Menteri Sekretaris Negara (Mensesneg) Prasetyo Hadi mengungkapkan alasan Presiden Prabowo Subianto menunjuk Wakil Menteri Pertanian (Wamentan) Sudaryono sebagai Kepala Badan Gizi Nasional (BGN) menggantikan Nanik S Deyang. Menurut Prasetyo, Sudaryono telah terlibat dalam program Makan Bergizi Gratis (MBG) sejak lama.
Sudaryono Ikut Menggagas Program MBG
“Tentu dengan berbagai dasar dan pertimbangan bahwa selama ini beliau sejak awal mengikuti konsep dari dilahirkannya program makan bergizi gratis ini,” kata Prasetyo di Kompleks Istana Kepresidenan Jakarta, Rabu (22/7/2026).
Prasetyo menjelaskan, Sudaryono tidak hanya mengikuti program MBG, tetapi juga ikut berdiskusi menggagas dan mengonsep teknis pelaksanaan program tersebut yang sudah lama dicanangkan Presiden Prabowo. Sebagai Wakil Menteri Pertanian, tugas Sudaryono memang berkaitan erat dengan suplai bahan pangan untuk MBG.
“Beliau juga sejak awal mengikuti dan bersama-sama dengan kami semua berdiskusi menggagas dan mengonsep bagaimana teknis pelaksanaan makan bergizi gratis ini.

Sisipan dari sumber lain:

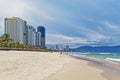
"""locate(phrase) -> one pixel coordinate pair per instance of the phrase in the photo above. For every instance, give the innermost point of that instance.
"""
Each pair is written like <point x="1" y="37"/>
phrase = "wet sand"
<point x="111" y="70"/>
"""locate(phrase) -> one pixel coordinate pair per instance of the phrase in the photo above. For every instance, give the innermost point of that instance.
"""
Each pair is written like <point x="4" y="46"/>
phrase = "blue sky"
<point x="88" y="22"/>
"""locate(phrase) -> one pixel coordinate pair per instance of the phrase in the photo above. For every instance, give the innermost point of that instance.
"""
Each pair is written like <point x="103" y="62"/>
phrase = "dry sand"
<point x="25" y="65"/>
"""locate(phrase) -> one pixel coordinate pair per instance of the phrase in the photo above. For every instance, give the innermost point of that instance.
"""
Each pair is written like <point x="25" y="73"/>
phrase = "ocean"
<point x="113" y="57"/>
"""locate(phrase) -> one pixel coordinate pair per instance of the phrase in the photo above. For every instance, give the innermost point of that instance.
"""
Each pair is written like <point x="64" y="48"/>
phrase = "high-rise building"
<point x="41" y="29"/>
<point x="17" y="29"/>
<point x="38" y="39"/>
<point x="31" y="35"/>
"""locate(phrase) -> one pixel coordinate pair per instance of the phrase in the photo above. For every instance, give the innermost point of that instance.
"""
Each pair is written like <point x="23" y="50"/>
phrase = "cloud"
<point x="12" y="8"/>
<point x="112" y="27"/>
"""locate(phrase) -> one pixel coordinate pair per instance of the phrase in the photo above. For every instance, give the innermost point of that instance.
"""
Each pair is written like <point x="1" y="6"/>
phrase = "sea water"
<point x="114" y="57"/>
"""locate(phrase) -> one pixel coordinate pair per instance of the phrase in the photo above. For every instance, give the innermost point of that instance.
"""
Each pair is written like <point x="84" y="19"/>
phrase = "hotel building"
<point x="17" y="29"/>
<point x="41" y="29"/>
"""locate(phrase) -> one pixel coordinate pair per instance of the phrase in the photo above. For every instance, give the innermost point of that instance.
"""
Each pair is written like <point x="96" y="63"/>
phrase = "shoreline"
<point x="27" y="65"/>
<point x="77" y="70"/>
<point x="111" y="70"/>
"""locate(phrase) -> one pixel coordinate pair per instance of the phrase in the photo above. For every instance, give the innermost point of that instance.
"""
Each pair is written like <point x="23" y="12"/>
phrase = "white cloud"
<point x="112" y="27"/>
<point x="12" y="8"/>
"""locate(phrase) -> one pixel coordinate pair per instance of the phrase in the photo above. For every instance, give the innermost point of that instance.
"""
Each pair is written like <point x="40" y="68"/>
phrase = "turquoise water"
<point x="106" y="56"/>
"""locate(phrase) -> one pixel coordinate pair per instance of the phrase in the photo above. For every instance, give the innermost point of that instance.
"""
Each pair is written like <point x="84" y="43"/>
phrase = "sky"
<point x="84" y="22"/>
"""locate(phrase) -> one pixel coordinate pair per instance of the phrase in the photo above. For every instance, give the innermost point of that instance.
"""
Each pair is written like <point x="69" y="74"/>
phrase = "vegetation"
<point x="7" y="43"/>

Dan sebagai Wakil Menteri Pertanian tentu saja selama ini Badan Gizi Nasional yang kegiatannya adalah memberikan makan bergizi gratis itu tidak pernah lepas dari tugas beliau di Kementerian Pertanian,” ujar Prasetyo.
Kementan Dukung Pasokan Bahan Baku MBG
Prasetyo menambahkan, program MBG sangat bergantung pada sumber bahan baku dan bahan pangan yang selama ini didukung oleh Kementerian Pertanian (Kementan). “Bagaimanapun juga sumber-sumber bahan baku sumber-sumber bahan pangan yang itu menjadi apa namanya dalam bentuk makanan bergizi gratis untuk para penerima manfaat ini selama ini memang juga disupport dan ditopang menjadi satu ekosistem oleh Kementerian Pertanian di mana Bapak Sudaryono bertugas sebagai Wamentan. Jadi itu beberapa dasar pertimbangannya,” tutur Prasetyo.
Sudaryono Tidak Rangkap Jabatan
Prasetyo memastikan bahwa Sudaryono tidak akan merangkap jabatan sebagai Wakil Menteri Pertanian. Setelah dilantik sebagai Kepala BGN, Sudaryono secara otomatis melepaskan jabatan Wamentan. “Tidak rencananya akan tidak tidak merangkap jabatan,” ucap Prasetyo.
Meski demikian, Presiden Prabowo belum berencana melantik Wakil Menteri Pertanian pengganti Sudaryono. Posisi tersebut akan dibiarkan kosong untuk sementara waktu. “Belum, belum. Nanti pada waktunya kami eh kalau memang dirasa diperlukan untuk perkuatan Wakil Menteri Pertanian pada waktunya nanti akan kami sampaikan kepada teman-teman media,” pungkas Prasetyo.